Sometimes I am mildly comforted by the agony. Because other than the constant reminder, knocking softly at the back of my consciousness at all times (and even at my subconsciousness sometimes during the vivid dreams I have when I do manage to sleep), the rest of the world has moved on since February 7th, 2017. And mom’s phone is disconnected. Her house is empty. My rent is due. My car needs an oil change. The dishes need washing. The floors need swept.

Life goes on.

I stay busy with work. My Facebook has gone back to being a scavenger hunt for trivial items needed to prop 15-60 second advertisements about products and businesses I could care less and less about. My phone has gone back to being a vessel for answering frantic emails at all hours of the day. I am partly thankful for the distraction; a sleight of hand that silence the voices in my head who otherwise badger, “You should have had more patience”, “You should have had more empathy”, “You should have done more”. Mom is there, too, hanging out in a recliner in the back of my brain, tsk-tsk- tsking me with that morphine-laden voice of hers, saying, “Life is too short for this, Haley Marie. Don’t repeat my mistakes. Don’t focus on the wrong things.” 

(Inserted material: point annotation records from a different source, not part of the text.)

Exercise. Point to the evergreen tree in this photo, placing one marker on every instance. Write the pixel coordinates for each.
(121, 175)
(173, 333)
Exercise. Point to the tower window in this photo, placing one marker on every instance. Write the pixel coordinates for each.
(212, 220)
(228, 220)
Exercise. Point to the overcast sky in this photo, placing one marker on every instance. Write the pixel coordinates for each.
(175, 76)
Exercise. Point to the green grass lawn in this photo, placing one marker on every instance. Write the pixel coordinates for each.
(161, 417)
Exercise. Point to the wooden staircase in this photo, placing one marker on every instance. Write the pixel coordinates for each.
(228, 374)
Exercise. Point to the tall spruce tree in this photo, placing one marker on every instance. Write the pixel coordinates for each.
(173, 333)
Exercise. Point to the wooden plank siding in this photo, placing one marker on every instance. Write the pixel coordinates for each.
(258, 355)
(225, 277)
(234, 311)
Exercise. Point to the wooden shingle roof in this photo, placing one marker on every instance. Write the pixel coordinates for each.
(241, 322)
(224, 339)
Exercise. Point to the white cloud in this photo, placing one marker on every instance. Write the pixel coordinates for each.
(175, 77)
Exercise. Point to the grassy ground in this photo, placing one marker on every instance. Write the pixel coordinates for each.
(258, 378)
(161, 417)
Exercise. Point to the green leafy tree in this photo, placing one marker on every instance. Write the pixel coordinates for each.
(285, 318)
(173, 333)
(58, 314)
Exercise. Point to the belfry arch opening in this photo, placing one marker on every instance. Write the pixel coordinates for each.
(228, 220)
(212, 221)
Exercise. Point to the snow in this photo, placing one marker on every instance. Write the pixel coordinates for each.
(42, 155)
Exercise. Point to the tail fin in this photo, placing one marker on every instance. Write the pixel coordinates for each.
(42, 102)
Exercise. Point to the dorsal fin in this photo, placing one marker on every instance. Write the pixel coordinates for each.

But there are bills to be paid- mine, and 1/2 of hers now. So, as I did before she passed, I drown out the noise and hope for a day in the future when relief might come knocking, tag out grief and exhaustion, and stay for an extended visit all of its own.

And all that being said…

I am completely aware that my loss is not a particularly singular or notable one. It is not especially devastating or cruel, certainly not in comparison to what so many other people have suffered, now and throughout history, all over the earth. I think about how shitty I feel, how so many people have it so much worse than me, and am just mightily impressed how so many of us walk around every day, world-wide, continuing to get dressed in the morning and go to work and attend business meetings and appointments and go to barbecues and football games and concerts and school plays and recitals and weddings and baby showers and just keep keepin’ on, like we don’t have these huge gaping losses  burrowed in our bones. Considering the state of affairs in the world and this country, it’s a wonder things are even as good as they are. “Everyone is fighting a hard battle,” they say. Right now I see it everywhere. 

Anyway, I guess I don’t have anything else to say right now. But to any of you out there also hurting this evening, know that you are in my heart.